2. Chocolate with Nuts
Ah, the dream of fancy living. Don't we all envy lives of those with enough dough to rent out an entire restaurant, specifically a restaurant called Fancy which is a ship in a bottle in the ocean. Realistically we all end up like Squidward. We may have one night once and a while to splurge and feel like a king. Then the next day we cry because the dinner we bought cost too much and we need that money to pay for our data overages. The cycle just started! That's reality folks, but at least SB and Pat tried to live that life and they did for a day. How did they get their money? Exploiting dumb consumers! Sound familiar, all of America? Sponge and Pat blatantly lie about their product to make some money which is pretty much what advertising has become so I hope you kids paid attention. The episode ends happy when that freak who keeps screaming buys all the chocolate for God knows what. Chocolate fetish people. Can't trust 'em.
1. Band Geeks
I may have said any of these top 5 has a case for number one, but this is the perfect SpongeBob episode.
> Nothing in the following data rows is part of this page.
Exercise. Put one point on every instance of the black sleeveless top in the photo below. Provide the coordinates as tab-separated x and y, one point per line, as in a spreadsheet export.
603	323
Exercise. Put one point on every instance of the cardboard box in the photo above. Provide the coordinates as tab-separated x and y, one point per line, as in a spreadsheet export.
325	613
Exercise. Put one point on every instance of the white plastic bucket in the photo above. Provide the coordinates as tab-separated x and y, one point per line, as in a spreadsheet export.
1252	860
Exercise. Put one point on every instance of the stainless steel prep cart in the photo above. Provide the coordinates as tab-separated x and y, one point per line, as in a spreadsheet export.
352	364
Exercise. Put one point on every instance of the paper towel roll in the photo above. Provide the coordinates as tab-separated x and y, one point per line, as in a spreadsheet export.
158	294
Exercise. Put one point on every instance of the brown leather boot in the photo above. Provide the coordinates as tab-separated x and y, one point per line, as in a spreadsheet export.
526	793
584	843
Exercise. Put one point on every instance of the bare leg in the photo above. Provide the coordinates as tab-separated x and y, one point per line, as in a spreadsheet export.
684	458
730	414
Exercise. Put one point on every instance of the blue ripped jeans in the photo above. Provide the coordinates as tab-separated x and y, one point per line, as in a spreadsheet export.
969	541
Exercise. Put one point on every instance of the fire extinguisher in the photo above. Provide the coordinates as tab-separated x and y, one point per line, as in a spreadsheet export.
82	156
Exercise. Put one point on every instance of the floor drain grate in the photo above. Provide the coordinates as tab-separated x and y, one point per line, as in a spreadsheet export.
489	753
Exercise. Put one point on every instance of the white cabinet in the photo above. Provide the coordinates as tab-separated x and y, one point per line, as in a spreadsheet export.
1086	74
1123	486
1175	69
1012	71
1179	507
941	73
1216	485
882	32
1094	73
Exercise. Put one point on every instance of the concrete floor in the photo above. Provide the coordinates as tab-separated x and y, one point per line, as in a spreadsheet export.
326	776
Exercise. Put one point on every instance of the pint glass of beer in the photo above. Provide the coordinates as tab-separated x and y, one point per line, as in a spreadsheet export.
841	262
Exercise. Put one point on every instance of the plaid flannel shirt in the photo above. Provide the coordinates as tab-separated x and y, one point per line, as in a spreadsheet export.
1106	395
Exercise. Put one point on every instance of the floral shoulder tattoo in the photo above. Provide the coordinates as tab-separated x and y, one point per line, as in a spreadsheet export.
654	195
Everything I have discussed about each episode is in this one. It may not have the most laughs, but it has just the right amount of laughs and the right amount of heart. SpongeBob at it's finest has both. If you really paid attention to my descriptions about the Squidward sympathy episodes you may have guessed this was coming. The entire town gets behind their grouchy neighbor. Yes, technically it's "for the fireman!" But still. Squid got the whole town to play the bubble bowl to redeem what he believed was an inadequate social status in high school. This is the moment that every Squidward, every person, dreams about in some way or another. We should just be thankful we witnessed Squid's redemption and that is was so glorious. No! Mayonnaise is not an instrument! *crying emoji with tears not the laughing one* When the supposed band that died in a marching accident emerged from the ashes then emerged into a human football stadium we saw the greatest performance of all time. Hell of a lot better than Beyonce featuring Coldplay kind of. Beyonce may be amazing but she never put Squilliam in the hospital or put Squidward on top of the world.
Well, that's it folks. Friday Power Rankings will now be shifting to a different topic. What is it? Who the heck knows? Seriously, this was like my one idea.